Geçen hafta fındık tanıtım dostu Mehmet Arslan’ın vefat ettiğini öğrendiğimde gerçekten çok üzüldüm.Bu üzüntümün temelinde Mehmet’le olan şahsi tanışıklığımız yer alıyordu ama sadece bu değildi.Mehmet Arslan’ın yeri asla dodurulamaz.Arkasından hoş bir seda bıraktı.
Hiçbir şeyin kıymetini yaşarken bilen bir insan değiliz ve bunun gücenikliği insanlara er geç bulaşıyor.Mehmet bu acılığı da hiç yaşamadan ya da göstermeden tüm çokluğuyla gitti. Mehmet’i çok sevdim.Fındığımızı hiç karşılık bir ücret almadan Cumhurbaşkanı,Milletvekili,Bakan,Spor adamları,sanatçılar aklınıza ne gelirse dağıttı. Kısacık ömrünün son 10 yılına denk gelen arkadaşlığımızda, yaşarken de bunu biraz olsun hissettirebildiğimi umuyorum ona. Öyle olmasaydı belki yine ardından yazmak isterdim ama ölümün kesinliği karşısında kelimelerin boşunalığı daha çok keserdi sözümü. Bence sevgiyi göstermek gerekir çünkü. Sözlerle, davranışlarla, kendi meşrebimizce ama karşı tarafın hissedebileceği biçimlerde sevgiyi kaynağına duyurmak gerekir. Ölümünden beri medyada yazılan onca güzel sözü okuyunca “Mehmet yaşarken bunca sevildiğini biliyor muydu?” sorusu çoğumuz gibi benim de aklıma düştü.

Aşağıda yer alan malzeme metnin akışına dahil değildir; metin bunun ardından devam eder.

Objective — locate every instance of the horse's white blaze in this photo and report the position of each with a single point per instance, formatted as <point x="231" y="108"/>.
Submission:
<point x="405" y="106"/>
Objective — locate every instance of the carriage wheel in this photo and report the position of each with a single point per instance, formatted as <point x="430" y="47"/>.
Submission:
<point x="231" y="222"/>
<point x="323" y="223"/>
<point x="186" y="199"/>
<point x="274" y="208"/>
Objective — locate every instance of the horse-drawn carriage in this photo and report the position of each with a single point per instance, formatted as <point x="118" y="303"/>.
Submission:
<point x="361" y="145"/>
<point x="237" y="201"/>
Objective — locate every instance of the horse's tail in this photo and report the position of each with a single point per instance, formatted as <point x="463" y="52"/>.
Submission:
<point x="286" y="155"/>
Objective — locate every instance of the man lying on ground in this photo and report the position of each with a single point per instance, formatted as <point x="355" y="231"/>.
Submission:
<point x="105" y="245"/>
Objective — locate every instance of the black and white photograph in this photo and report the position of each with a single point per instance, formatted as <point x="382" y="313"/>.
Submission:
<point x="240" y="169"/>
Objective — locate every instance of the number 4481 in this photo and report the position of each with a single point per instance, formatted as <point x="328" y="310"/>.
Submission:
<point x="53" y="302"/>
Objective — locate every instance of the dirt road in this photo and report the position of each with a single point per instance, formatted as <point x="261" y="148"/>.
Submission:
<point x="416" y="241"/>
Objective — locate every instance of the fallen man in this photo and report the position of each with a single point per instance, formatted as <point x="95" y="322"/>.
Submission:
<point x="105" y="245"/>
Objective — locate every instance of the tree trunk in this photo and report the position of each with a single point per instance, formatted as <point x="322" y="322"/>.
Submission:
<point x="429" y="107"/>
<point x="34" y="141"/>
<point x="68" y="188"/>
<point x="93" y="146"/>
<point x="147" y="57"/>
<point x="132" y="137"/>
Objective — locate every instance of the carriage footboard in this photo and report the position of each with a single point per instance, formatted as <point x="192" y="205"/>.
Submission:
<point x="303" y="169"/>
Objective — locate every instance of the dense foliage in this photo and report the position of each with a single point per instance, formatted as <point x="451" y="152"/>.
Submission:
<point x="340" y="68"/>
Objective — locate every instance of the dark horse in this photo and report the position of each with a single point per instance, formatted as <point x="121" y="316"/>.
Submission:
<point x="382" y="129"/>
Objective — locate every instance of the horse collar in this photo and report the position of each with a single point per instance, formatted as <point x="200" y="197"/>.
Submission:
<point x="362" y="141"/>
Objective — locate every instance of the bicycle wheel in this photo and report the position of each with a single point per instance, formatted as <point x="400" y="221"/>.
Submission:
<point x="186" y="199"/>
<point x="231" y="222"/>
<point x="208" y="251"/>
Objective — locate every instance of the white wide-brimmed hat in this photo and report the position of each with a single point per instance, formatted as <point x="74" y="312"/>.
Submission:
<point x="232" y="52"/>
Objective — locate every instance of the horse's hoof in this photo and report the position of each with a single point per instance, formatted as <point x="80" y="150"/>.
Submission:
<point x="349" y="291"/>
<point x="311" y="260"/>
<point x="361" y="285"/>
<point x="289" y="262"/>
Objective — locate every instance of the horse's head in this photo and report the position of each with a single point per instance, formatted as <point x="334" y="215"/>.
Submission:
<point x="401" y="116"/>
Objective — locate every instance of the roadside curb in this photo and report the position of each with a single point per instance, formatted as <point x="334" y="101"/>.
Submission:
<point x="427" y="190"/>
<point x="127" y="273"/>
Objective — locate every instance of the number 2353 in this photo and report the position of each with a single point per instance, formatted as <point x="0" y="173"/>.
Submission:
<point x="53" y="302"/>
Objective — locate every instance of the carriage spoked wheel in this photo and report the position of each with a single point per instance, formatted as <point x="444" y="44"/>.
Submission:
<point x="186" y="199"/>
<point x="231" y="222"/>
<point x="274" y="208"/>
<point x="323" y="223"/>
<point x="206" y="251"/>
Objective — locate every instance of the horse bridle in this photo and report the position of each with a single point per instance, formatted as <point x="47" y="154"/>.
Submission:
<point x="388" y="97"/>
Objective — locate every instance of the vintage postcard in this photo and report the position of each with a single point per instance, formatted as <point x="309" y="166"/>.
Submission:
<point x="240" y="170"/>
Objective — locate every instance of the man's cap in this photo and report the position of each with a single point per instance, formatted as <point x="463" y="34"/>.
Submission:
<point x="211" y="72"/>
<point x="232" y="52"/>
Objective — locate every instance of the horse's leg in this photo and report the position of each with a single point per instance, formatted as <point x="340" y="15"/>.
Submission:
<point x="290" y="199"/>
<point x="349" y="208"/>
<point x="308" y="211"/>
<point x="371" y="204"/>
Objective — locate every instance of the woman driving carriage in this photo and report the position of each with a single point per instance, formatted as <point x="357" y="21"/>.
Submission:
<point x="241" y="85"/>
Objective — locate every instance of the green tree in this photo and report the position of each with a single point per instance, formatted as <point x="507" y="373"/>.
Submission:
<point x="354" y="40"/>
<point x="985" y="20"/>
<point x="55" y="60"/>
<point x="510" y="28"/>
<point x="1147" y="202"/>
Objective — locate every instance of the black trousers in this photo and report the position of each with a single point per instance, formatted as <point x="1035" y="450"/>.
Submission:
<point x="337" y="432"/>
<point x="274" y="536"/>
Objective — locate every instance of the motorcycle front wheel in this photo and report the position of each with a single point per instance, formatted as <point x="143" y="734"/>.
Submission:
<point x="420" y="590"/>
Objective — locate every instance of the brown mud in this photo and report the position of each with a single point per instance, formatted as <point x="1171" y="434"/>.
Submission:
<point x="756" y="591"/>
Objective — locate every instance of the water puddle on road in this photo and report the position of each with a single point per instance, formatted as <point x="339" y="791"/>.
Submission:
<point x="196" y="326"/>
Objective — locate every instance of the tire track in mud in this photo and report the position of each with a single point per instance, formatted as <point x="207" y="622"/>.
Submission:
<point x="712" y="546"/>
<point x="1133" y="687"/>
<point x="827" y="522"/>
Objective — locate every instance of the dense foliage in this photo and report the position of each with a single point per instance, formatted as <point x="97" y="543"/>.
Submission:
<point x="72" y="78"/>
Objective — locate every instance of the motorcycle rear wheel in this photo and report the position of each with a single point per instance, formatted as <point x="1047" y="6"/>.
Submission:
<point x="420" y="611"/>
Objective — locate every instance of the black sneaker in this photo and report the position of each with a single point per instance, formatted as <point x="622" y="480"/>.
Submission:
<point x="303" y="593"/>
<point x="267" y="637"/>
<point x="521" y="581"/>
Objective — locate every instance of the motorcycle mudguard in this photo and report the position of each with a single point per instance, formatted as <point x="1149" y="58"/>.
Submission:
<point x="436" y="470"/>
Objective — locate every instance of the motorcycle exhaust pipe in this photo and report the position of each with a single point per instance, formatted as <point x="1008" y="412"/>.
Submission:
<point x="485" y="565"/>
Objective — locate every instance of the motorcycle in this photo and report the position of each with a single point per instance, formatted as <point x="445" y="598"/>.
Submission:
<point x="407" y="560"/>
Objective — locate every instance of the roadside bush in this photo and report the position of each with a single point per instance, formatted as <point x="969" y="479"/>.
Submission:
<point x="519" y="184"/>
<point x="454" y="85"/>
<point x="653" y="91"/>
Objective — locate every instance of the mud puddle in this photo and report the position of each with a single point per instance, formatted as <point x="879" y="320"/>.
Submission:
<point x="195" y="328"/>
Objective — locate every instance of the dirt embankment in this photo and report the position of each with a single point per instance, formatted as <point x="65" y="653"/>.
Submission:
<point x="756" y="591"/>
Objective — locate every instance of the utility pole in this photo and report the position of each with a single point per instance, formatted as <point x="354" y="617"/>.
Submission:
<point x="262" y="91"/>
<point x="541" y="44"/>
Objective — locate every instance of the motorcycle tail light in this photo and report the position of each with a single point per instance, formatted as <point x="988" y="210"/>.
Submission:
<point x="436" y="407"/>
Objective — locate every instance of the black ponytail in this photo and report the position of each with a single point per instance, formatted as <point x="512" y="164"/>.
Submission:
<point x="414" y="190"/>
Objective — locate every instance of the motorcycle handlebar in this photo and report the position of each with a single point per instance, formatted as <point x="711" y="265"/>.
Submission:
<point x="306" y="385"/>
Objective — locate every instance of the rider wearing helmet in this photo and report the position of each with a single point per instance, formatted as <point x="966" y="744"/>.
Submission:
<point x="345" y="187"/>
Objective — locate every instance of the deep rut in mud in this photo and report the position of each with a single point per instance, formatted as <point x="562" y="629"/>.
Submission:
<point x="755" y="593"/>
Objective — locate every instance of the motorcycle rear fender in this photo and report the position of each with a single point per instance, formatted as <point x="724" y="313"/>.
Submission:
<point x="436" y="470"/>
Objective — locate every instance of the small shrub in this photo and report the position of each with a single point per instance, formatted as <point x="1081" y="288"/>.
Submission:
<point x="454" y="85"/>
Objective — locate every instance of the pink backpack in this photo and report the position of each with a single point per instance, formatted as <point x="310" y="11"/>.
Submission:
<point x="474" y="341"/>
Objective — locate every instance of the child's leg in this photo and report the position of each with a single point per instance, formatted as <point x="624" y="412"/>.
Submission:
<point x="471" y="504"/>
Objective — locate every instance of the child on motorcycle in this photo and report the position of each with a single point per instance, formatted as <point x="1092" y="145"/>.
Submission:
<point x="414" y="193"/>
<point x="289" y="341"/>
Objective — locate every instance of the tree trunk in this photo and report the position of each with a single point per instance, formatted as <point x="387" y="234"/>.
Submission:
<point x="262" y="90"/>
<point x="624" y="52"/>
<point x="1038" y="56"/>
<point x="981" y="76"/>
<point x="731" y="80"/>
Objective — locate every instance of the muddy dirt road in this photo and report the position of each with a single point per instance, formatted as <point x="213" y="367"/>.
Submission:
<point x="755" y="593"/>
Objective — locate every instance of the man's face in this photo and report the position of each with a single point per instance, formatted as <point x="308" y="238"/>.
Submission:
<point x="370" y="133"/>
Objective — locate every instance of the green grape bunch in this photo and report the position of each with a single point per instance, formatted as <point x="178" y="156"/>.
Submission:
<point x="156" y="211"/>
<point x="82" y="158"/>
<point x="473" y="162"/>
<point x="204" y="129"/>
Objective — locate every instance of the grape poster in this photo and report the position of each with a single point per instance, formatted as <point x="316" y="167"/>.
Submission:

Çok ama çok sevecen güler yüzlü bir insandı. Varlığı tümden bir serinlikti. Başlı başına bir karakter olan kendine özgü sesinden olaylara, yaşama ve ölüme bakışına değin sakin, durgun bir varlık. İçinde yaşamın ateşini de barındıran, uyuşturmayıp uyandıran bir serinlik.Mehmet, asla bu dünyada günlük çıkar, kendini gözetmek peşinde koşmadı hiçbir zaman. Hatta tam tersi. Bulancak’ta tanıdığım en çıkarsız, güvenilir insanlardan biriydi. Tanıştığımız anda bunu hissettirdi. Arkadaşlığımızda bu eşsiz duyguyu tattırdığı için bile olsa, asla unutmayacağım onu.Yara çok sıcak, çok üzgünüm, aslında bu yazıyı yazmaya hazır değilim. Ama şimdi herkes ondan bahsederken, hayatımda tanıdığım bu en “taze” insanlardan birinin gidişi bu hafta eski haber olacak. Çağımızın bu yönünden içtenlikle nefret ediyor ve herkes duymaya hazırken kendi bildiğim, görebildiğim kadarıyla Mehmet’i anlatmak istiyorum.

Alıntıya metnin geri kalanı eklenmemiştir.